The survey is based on the Model for School Environment and Leadership set out in the School Environment and Leadership: Evidence Review.
Information you can act on!
Feedback from the survey offers school leaders insight into factors from the Model for School Environment and Leadership, and the extent to which they may be a barrier to student learning.
Even the best teacher cannot facilitate effective learning unless certain supports are in place – these require the collective actions of all staff, including the school leadership.”
The survey is designed to capture staff perceptions about important school-level characteristics. The responses are anonymous and feedback will not be generated until five or more responses have been collected.
The survey comprises just under 50 multiple choice questions, plus one free-text question so staff can share any other thoughts or reflections, should they choose to. It should take no more than 10 minutes and we suggest that all staff who are involved in teaching and learning should be included – this may be broader than just teachers.
Understanding the feedback
We aim to equip leaders with representative information from staff to help ask better questions about school priorities.
Feedback is grouped by:
1. Learning Supports
- Family and community support
- Student fundamental needs, beliefs and dispositions
- Collective teacher expertise
- Professional learning
- Goals and demands
2. Management factors
- Supportive working relationships
- Improvement mindset
3. Staff comments:
- Anonymised staff comments summarised in one report
The image below shows an example of feedback generated from the survey. Responses are divided into two categories, which may be thought of as positive / acceptable and negative / unacceptable. Positive responses are always shown with darker colours, at the bottom end of the bar, negative responses have lighter colours, presented at the top end of the bar.
For each question, the number in the white circle is the total percentage of positive / acceptable responses. The higher this number, the better.

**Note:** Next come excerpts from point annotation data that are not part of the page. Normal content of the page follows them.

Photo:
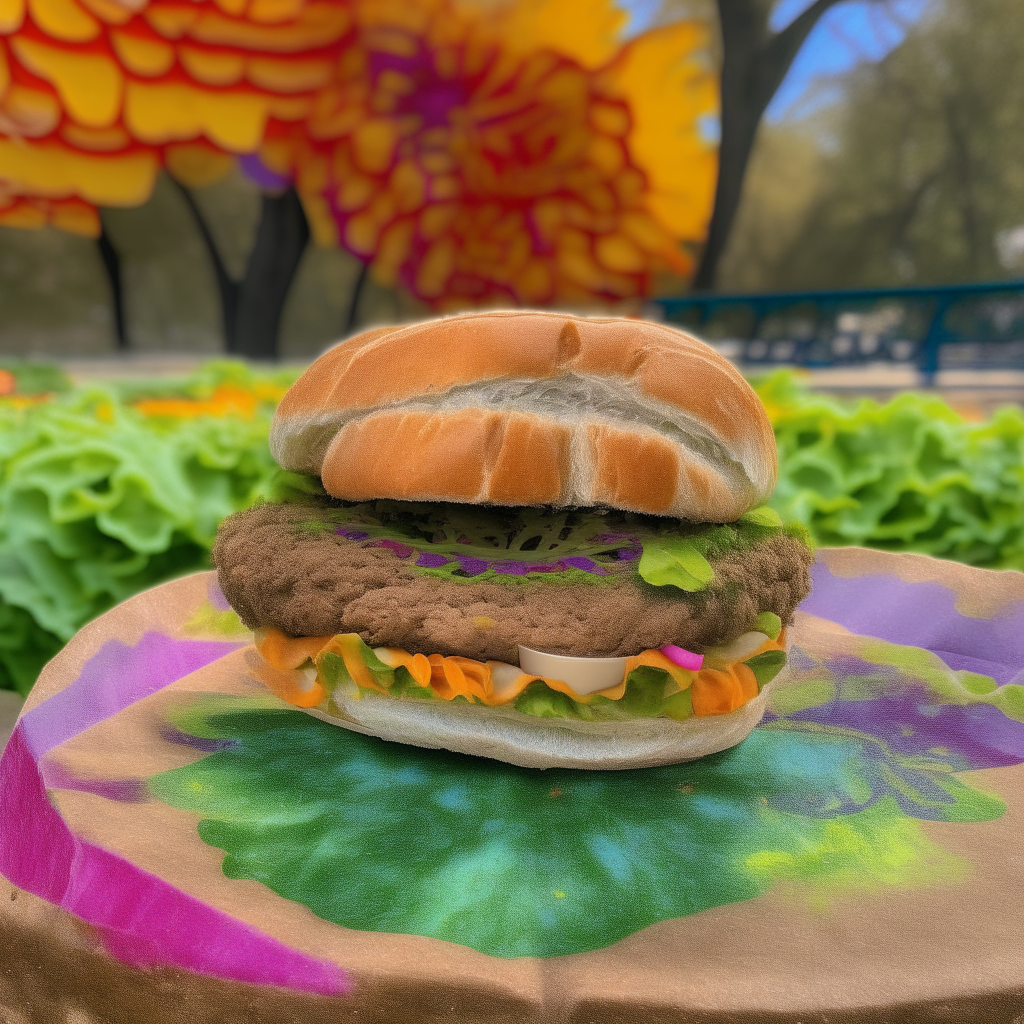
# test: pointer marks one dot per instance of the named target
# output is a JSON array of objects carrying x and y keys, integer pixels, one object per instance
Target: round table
[{"x": 177, "y": 845}]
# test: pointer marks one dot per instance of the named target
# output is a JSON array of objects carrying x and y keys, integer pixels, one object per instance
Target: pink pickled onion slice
[{"x": 684, "y": 658}]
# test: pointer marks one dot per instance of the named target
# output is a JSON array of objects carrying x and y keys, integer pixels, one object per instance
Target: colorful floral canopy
[{"x": 474, "y": 153}]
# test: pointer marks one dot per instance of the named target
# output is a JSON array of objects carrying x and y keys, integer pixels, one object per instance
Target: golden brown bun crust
[{"x": 528, "y": 408}]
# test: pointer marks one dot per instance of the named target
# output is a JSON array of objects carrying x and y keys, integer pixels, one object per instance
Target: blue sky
[{"x": 849, "y": 33}]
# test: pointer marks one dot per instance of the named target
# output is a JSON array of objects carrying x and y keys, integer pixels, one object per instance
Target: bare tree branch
[{"x": 754, "y": 64}]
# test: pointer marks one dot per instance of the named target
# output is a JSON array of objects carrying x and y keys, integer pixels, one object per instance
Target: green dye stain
[{"x": 513, "y": 861}]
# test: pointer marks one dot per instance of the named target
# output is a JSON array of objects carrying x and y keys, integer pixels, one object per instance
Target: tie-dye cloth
[{"x": 153, "y": 790}]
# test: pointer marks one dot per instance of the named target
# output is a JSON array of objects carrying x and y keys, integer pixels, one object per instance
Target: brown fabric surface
[
  {"x": 54, "y": 971},
  {"x": 318, "y": 584},
  {"x": 947, "y": 951}
]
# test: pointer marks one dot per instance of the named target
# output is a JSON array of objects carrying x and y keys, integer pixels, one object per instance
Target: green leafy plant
[
  {"x": 105, "y": 491},
  {"x": 907, "y": 475},
  {"x": 102, "y": 496}
]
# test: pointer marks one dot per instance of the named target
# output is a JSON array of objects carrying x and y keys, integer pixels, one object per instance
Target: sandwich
[{"x": 526, "y": 536}]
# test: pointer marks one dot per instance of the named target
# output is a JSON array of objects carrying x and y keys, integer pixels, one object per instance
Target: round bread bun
[
  {"x": 506, "y": 734},
  {"x": 530, "y": 408}
]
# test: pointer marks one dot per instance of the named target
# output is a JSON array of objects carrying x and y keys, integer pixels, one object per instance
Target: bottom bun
[{"x": 509, "y": 735}]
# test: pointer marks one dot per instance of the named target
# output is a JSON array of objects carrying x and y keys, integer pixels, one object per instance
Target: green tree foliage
[
  {"x": 920, "y": 171},
  {"x": 102, "y": 496}
]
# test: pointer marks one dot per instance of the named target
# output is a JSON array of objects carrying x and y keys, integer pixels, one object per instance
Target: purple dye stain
[
  {"x": 401, "y": 550},
  {"x": 350, "y": 535},
  {"x": 511, "y": 568},
  {"x": 587, "y": 564},
  {"x": 431, "y": 561}
]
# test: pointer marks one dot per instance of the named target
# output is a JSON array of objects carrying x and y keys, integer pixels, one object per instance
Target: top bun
[{"x": 527, "y": 408}]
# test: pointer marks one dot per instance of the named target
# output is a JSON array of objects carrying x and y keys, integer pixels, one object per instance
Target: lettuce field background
[{"x": 108, "y": 489}]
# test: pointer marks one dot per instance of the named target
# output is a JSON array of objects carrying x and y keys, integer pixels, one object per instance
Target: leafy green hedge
[
  {"x": 105, "y": 491},
  {"x": 907, "y": 475}
]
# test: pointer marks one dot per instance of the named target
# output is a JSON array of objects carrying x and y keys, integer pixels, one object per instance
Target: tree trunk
[
  {"x": 754, "y": 62},
  {"x": 112, "y": 264},
  {"x": 251, "y": 308},
  {"x": 227, "y": 287},
  {"x": 353, "y": 300},
  {"x": 281, "y": 241}
]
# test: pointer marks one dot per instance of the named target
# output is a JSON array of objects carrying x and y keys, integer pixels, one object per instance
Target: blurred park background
[{"x": 198, "y": 197}]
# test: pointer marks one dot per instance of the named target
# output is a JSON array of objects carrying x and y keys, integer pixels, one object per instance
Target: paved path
[{"x": 10, "y": 705}]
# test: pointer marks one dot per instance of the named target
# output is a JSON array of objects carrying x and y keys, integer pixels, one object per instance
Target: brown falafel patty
[{"x": 318, "y": 569}]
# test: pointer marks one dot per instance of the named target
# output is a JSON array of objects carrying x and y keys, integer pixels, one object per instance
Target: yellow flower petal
[
  {"x": 272, "y": 11},
  {"x": 111, "y": 11},
  {"x": 50, "y": 169},
  {"x": 170, "y": 112},
  {"x": 146, "y": 56},
  {"x": 89, "y": 84},
  {"x": 587, "y": 31},
  {"x": 212, "y": 67},
  {"x": 65, "y": 19},
  {"x": 95, "y": 139},
  {"x": 197, "y": 165},
  {"x": 29, "y": 113},
  {"x": 11, "y": 15},
  {"x": 671, "y": 87},
  {"x": 279, "y": 75}
]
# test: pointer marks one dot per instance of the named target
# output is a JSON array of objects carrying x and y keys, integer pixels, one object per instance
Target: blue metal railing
[{"x": 978, "y": 326}]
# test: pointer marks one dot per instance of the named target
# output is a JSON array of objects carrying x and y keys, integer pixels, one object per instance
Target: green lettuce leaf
[{"x": 675, "y": 561}]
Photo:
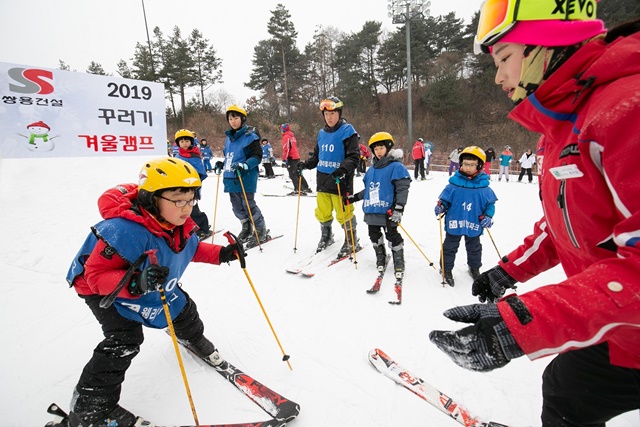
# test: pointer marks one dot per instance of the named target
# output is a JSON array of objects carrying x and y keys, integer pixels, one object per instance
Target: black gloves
[
  {"x": 492, "y": 284},
  {"x": 483, "y": 346},
  {"x": 348, "y": 199},
  {"x": 148, "y": 280},
  {"x": 218, "y": 167},
  {"x": 228, "y": 253},
  {"x": 339, "y": 173},
  {"x": 395, "y": 215}
]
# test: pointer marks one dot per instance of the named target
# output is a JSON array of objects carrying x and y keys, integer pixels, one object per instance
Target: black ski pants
[
  {"x": 101, "y": 379},
  {"x": 294, "y": 175},
  {"x": 390, "y": 231},
  {"x": 581, "y": 388},
  {"x": 450, "y": 249}
]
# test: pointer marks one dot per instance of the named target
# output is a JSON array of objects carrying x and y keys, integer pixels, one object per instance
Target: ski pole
[
  {"x": 344, "y": 223},
  {"x": 414, "y": 242},
  {"x": 441, "y": 252},
  {"x": 215, "y": 208},
  {"x": 246, "y": 200},
  {"x": 494, "y": 243},
  {"x": 240, "y": 255},
  {"x": 154, "y": 260},
  {"x": 295, "y": 240}
]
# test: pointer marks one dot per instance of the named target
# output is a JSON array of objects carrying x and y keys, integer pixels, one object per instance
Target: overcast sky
[{"x": 41, "y": 32}]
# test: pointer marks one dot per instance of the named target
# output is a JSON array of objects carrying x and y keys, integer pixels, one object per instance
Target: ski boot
[
  {"x": 246, "y": 232},
  {"x": 326, "y": 239},
  {"x": 204, "y": 349},
  {"x": 398, "y": 260},
  {"x": 263, "y": 236},
  {"x": 381, "y": 256}
]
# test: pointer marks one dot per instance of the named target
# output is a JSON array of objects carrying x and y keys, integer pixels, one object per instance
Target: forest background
[{"x": 455, "y": 101}]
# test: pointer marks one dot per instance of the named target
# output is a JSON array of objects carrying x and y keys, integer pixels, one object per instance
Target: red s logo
[{"x": 32, "y": 80}]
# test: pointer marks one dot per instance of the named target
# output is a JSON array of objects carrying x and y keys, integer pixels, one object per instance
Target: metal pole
[
  {"x": 409, "y": 115},
  {"x": 144, "y": 13}
]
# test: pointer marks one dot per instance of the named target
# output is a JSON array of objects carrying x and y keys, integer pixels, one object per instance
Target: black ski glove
[
  {"x": 218, "y": 167},
  {"x": 339, "y": 174},
  {"x": 484, "y": 346},
  {"x": 492, "y": 284},
  {"x": 228, "y": 253},
  {"x": 148, "y": 280},
  {"x": 349, "y": 199}
]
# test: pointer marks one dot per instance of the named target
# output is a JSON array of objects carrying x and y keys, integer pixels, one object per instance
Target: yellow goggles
[
  {"x": 497, "y": 17},
  {"x": 329, "y": 105}
]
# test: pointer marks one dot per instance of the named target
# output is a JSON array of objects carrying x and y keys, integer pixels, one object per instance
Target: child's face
[
  {"x": 508, "y": 59},
  {"x": 468, "y": 166},
  {"x": 168, "y": 209},
  {"x": 184, "y": 143},
  {"x": 235, "y": 121},
  {"x": 379, "y": 151},
  {"x": 331, "y": 117}
]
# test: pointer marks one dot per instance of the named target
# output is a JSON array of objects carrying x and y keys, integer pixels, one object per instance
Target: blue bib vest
[
  {"x": 130, "y": 240},
  {"x": 379, "y": 192},
  {"x": 331, "y": 147}
]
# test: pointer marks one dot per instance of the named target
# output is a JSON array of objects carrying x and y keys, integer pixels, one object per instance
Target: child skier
[
  {"x": 207, "y": 154},
  {"x": 386, "y": 189},
  {"x": 242, "y": 155},
  {"x": 469, "y": 204},
  {"x": 189, "y": 151},
  {"x": 150, "y": 215}
]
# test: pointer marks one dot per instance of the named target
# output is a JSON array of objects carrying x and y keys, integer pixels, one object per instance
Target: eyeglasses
[
  {"x": 181, "y": 203},
  {"x": 329, "y": 105},
  {"x": 497, "y": 17}
]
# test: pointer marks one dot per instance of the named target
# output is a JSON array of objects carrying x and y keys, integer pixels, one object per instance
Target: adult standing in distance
[
  {"x": 291, "y": 158},
  {"x": 571, "y": 81}
]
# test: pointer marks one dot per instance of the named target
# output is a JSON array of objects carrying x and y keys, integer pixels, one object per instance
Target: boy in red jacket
[{"x": 151, "y": 215}]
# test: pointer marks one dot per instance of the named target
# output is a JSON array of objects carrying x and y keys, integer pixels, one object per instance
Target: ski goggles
[
  {"x": 329, "y": 105},
  {"x": 497, "y": 17}
]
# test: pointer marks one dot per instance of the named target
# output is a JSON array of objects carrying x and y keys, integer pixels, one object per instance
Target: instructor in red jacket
[{"x": 577, "y": 85}]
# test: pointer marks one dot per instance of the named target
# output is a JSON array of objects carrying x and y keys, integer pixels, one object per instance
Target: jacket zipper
[{"x": 562, "y": 204}]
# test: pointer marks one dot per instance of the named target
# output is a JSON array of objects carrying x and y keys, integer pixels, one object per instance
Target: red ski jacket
[
  {"x": 588, "y": 112},
  {"x": 289, "y": 147}
]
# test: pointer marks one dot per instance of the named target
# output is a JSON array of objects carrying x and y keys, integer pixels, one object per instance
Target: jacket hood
[
  {"x": 594, "y": 65},
  {"x": 121, "y": 201},
  {"x": 394, "y": 155},
  {"x": 479, "y": 181}
]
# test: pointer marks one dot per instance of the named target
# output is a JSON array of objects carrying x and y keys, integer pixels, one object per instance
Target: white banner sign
[{"x": 55, "y": 113}]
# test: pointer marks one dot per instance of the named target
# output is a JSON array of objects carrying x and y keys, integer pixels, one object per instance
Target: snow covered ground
[{"x": 327, "y": 324}]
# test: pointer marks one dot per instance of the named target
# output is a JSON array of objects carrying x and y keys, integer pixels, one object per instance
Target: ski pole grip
[
  {"x": 231, "y": 238},
  {"x": 151, "y": 253}
]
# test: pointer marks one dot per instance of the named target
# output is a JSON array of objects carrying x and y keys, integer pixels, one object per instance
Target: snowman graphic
[{"x": 39, "y": 139}]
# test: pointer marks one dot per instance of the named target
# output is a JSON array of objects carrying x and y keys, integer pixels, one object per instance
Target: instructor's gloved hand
[
  {"x": 484, "y": 346},
  {"x": 486, "y": 221},
  {"x": 228, "y": 253},
  {"x": 148, "y": 280},
  {"x": 218, "y": 167},
  {"x": 396, "y": 214},
  {"x": 239, "y": 166},
  {"x": 492, "y": 284},
  {"x": 339, "y": 174}
]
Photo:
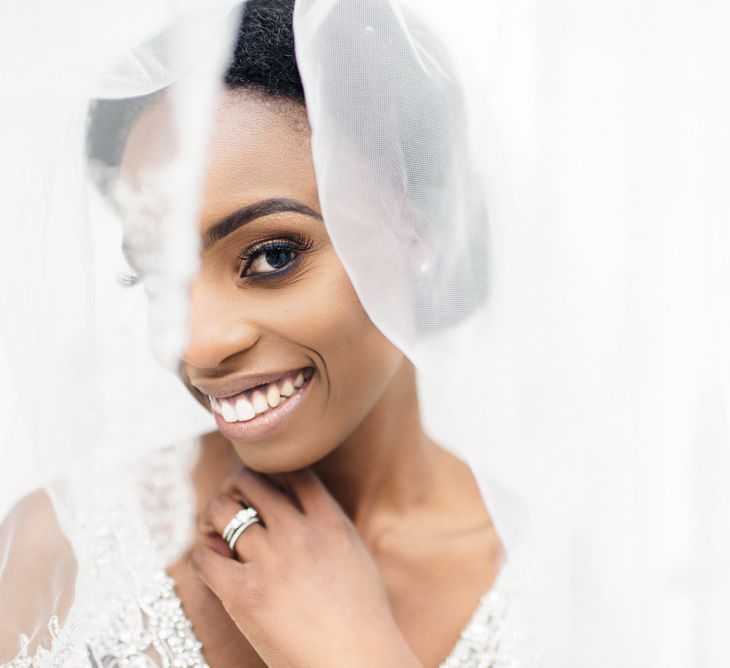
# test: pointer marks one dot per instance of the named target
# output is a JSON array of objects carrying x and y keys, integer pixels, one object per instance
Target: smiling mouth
[{"x": 258, "y": 400}]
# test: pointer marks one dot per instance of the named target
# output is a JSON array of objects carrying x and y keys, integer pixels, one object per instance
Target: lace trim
[{"x": 128, "y": 613}]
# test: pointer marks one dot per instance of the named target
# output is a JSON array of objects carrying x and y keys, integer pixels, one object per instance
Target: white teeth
[
  {"x": 259, "y": 402},
  {"x": 229, "y": 413},
  {"x": 272, "y": 395},
  {"x": 251, "y": 404},
  {"x": 244, "y": 409},
  {"x": 287, "y": 388}
]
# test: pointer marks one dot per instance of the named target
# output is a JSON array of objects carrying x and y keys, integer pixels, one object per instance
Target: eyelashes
[
  {"x": 272, "y": 258},
  {"x": 266, "y": 260}
]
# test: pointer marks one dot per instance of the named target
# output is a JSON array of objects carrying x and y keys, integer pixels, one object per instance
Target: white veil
[{"x": 530, "y": 201}]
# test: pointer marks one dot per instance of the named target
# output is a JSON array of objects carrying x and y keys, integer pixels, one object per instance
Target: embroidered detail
[{"x": 127, "y": 613}]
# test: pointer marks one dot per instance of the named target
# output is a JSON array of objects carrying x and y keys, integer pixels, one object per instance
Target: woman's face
[{"x": 271, "y": 305}]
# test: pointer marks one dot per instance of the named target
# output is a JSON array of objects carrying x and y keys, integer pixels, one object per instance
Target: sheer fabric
[{"x": 530, "y": 202}]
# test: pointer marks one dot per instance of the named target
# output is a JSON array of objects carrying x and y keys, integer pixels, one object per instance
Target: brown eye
[
  {"x": 272, "y": 257},
  {"x": 271, "y": 260}
]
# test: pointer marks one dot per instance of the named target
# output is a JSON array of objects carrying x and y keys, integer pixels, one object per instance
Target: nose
[{"x": 217, "y": 330}]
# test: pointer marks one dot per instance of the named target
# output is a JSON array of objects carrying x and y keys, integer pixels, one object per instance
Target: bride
[{"x": 328, "y": 526}]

A vertical line, to the left of each bar, indicates a 95% confidence interval for the percentage of positive responses. Given that the surveys come from a sample of staff, we might expect the percentage to vary a bit depending on exactly who responded. The confidence interval shows a likely range of variation in that percentage for a sample of this size that could arise purely as a result of sampling. In particular, with a small number of responses, the confidence interval may be quite big; we should be careful not to treat the percentage as too precise.